I don't have a favourite -- there are so many beautiful ones to pick from -- but one I've always found intriguing is the Bailey–Borwein–Plouffe (BBP) formula, which enables you to calculate an arbitrary digit of pi without knowledge about the preceding digits.
RSA introduced me to the world of modular arithmetic, which can be used to solve a surprising number of interesting problems!
Hasn't taught me much, but the Johnson–Trotter Algorithm never fails to blow my mind.
Binary decision diagrams, though formally not an algorithm but a datastructure, lead to elegant and minimal solutions for various sorts of (boolean) logic problems. They were invented and developped to minimise the gate count in chip-design, and can be viewed as one of the fundaments of the silicon revolution. The resulting algorithms are amazingly simple.
What they taught me:
a compact representation of any problem is important; small is beautiful
a small set of constraints/reductions applied recursively can be used to accomplish this
for problems with symmetries, tranformation to a canonical form should be the first step to consider
not every piece of literature is read. Knuth found out about BDD's several years after their invention/introduction. (and spent almost a year investigating them)
For me, the simple swap in Kelly & Pohl's A Book on C to demonstrate call-by-reference flipped me out when I first saw it. I looked at that, and pointers snapped into place. Verbatim. . .
void swap(int *p, int *q)
{
int temp;
temp = *p;
*p = *q;
*q = temp;
}
The Towers of Hanoi algorithm is one of the most beautiful algorithms. It shows how you can use recursion to solve a problem in a much more elegant fashion than the iterative method.
Alternatively, the recursion algorithm for Fibonacci series and calculating powers of a number demonstrate the reverse situation of recursive algorithm being used for the sake of recursion instead of providing good value.
An algorithm that generates a list of primes by comparing each number to the current list of primes, adding it if it's not found, and returning the list of primes at the end. Mind-bending in several ways, not the least of which being the idea of using the partially-completed output as the primary search criteria.

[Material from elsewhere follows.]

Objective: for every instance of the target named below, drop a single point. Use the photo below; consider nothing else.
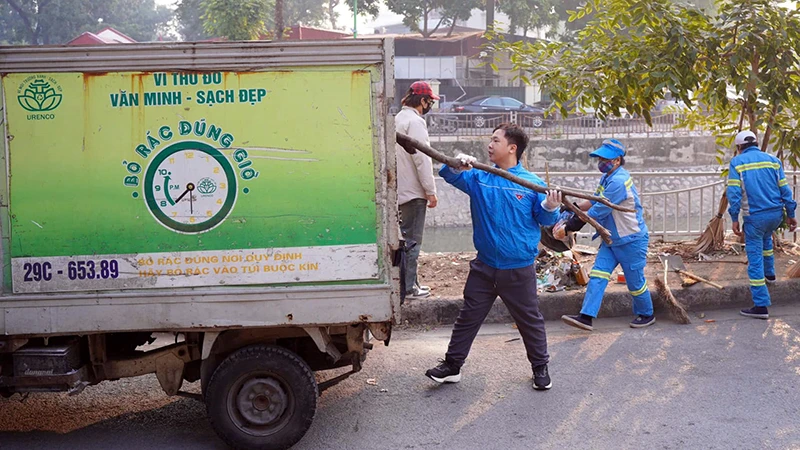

Storing two pointers in a single word for a doubly linked list tought me the lesson that you can do very bad things in C indeed (with which a conservative GC will have lots of trouble).
The most proud I've been of a solution was writing something very similar to the DisplayTag package. It taught me a lot about code design, maintainability, and reuse. I wrote it well before DisplayTag, and it was sunk into an NDA agreement, so I couldn't open source it, but I can still speak gushingly about that one in job interviews.
Map/Reduce. Two simple concepts that fit together to make a load of data-processing tasks easier to parallelize.
Oh... and it's only the basis of massively-parallel indexing:
http://labs.google.com/papers/mapreduce.html
Not my favorite, but the Miller Rabin Algorithm for testing primality showed me that being right almost all the time, is good enough almost all the time. (i.e. Don't mistrust a probabilistic algorithm just because it has a probability of being wrong.)
#Krishna Kumar
The bitwise solution is even more fun than the recursive solution.